The woman had Social Security benefits, a tiny pension that amounted to less than $1,000 for all of 2021, and she earned around $2,500 working as seasonal help at a local store.
“She wanted to make sure her friends and family had a nice Christmas, so she picked up a side job,” said Matt Hetherwick, director of individual tax programs for the nonprofit Accounting Aid Society in Detroit.
Hetherwick met the retiree when he was helping out one day at an in-person tax help site at the Oakland County Treasurer’s Office on North Telegraph Road in Pontiac. The Accounting Aid Society in Detroit offers free tax preparation – both in-person and remote help – for individuals and families with incomes up to $58,000. (See AccountingAidSociety.org for more information.)
Typically, Hetherwick said, the retiree would not have qualified for extra money through the earned income tax credit.

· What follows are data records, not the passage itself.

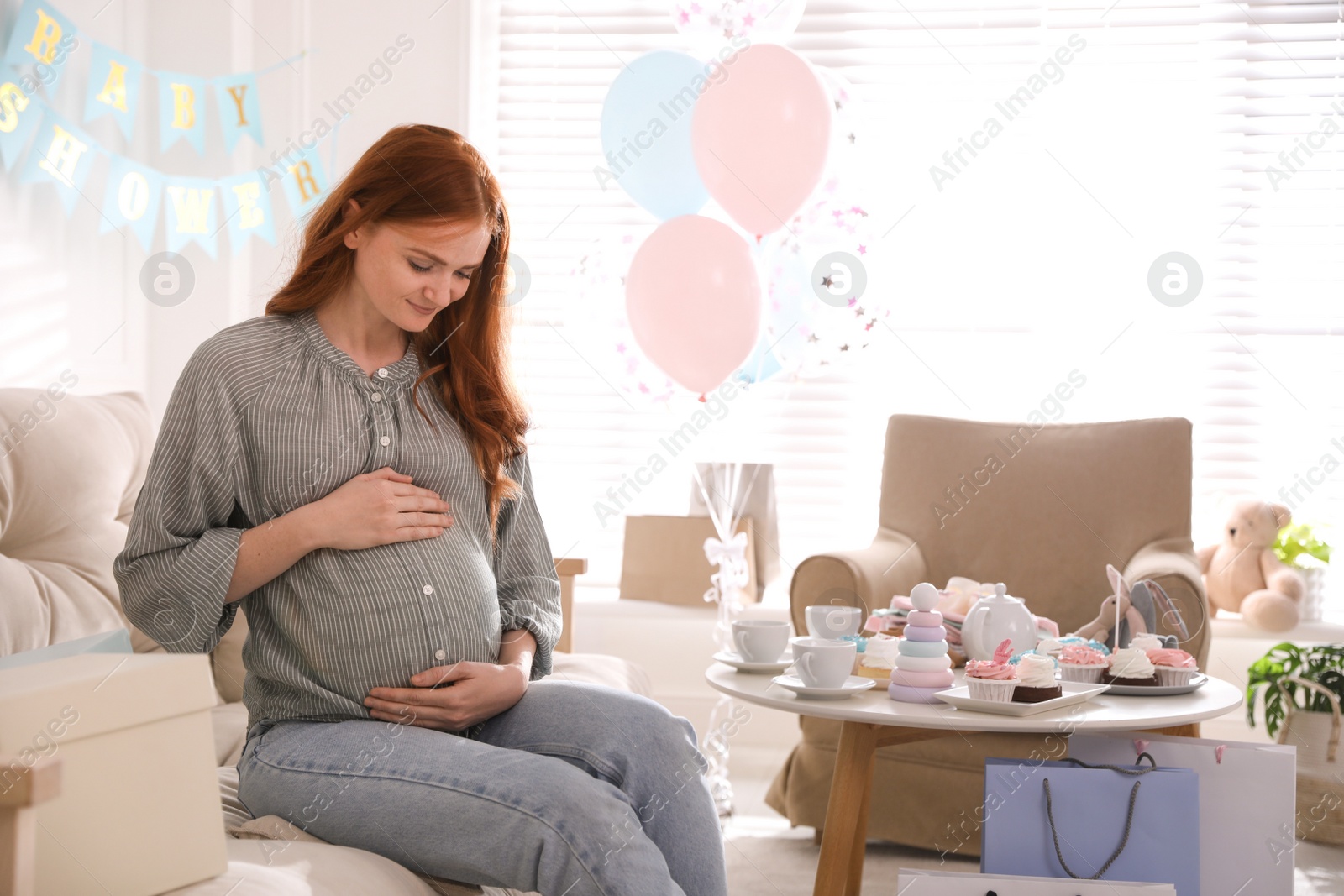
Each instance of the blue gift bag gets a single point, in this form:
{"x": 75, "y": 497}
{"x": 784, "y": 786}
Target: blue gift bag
{"x": 1093, "y": 822}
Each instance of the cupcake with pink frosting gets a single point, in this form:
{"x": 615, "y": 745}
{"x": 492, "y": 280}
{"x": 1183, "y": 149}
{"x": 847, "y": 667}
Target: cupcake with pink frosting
{"x": 994, "y": 679}
{"x": 1173, "y": 667}
{"x": 1079, "y": 663}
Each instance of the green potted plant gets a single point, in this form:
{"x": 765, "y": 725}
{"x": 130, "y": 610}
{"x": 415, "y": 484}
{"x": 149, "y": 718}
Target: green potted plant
{"x": 1301, "y": 547}
{"x": 1323, "y": 664}
{"x": 1303, "y": 688}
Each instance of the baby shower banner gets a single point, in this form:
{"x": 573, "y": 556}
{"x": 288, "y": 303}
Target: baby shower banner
{"x": 44, "y": 40}
{"x": 134, "y": 195}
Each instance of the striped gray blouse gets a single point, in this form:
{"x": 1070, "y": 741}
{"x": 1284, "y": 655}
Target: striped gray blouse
{"x": 269, "y": 416}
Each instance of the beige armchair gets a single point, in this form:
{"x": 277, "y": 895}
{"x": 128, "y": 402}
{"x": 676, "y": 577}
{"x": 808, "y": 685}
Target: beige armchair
{"x": 1041, "y": 510}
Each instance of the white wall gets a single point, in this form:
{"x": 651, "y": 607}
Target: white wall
{"x": 69, "y": 296}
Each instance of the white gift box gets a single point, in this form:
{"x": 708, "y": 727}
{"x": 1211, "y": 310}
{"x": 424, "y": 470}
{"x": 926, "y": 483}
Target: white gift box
{"x": 139, "y": 806}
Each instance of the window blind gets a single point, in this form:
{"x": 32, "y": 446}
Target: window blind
{"x": 1007, "y": 268}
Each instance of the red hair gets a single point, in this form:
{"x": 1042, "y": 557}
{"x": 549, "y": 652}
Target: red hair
{"x": 428, "y": 175}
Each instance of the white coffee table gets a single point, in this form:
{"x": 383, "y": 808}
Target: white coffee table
{"x": 873, "y": 720}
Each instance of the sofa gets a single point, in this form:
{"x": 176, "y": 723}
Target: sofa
{"x": 1061, "y": 504}
{"x": 71, "y": 472}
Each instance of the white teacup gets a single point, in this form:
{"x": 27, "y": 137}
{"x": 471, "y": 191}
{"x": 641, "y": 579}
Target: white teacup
{"x": 823, "y": 663}
{"x": 759, "y": 640}
{"x": 833, "y": 621}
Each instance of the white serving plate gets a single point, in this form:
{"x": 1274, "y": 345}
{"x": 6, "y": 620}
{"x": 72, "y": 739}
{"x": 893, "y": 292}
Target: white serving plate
{"x": 736, "y": 660}
{"x": 853, "y": 685}
{"x": 1159, "y": 691}
{"x": 1074, "y": 692}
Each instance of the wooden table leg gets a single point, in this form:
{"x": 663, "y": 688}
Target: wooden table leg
{"x": 860, "y": 828}
{"x": 840, "y": 864}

But pandemic-related relief changed many rules for 2021 tax returns. For both young and older workers, it’s key to realize that the rules this tax season aren’t exactly the same as years past.
On 2021 tax returns, temporary new rules will enable some people who might not have qualified otherwise to obtain good money through the earned income tax credit.
The new rules added nearly $400 to the federal income tax refund for the woman at the Oakland County tax site. As a Michigan resident who qualifies for a federal earned income tax credit, she also can receive a 6% supplemental credit by filing a Michigan state income tax return.
The most one can earn with no qualifying children on 2021 federal income tax returns is $1,502. That’s nearly triple the old benefit of up from $538 on 2020 returns for those with no children.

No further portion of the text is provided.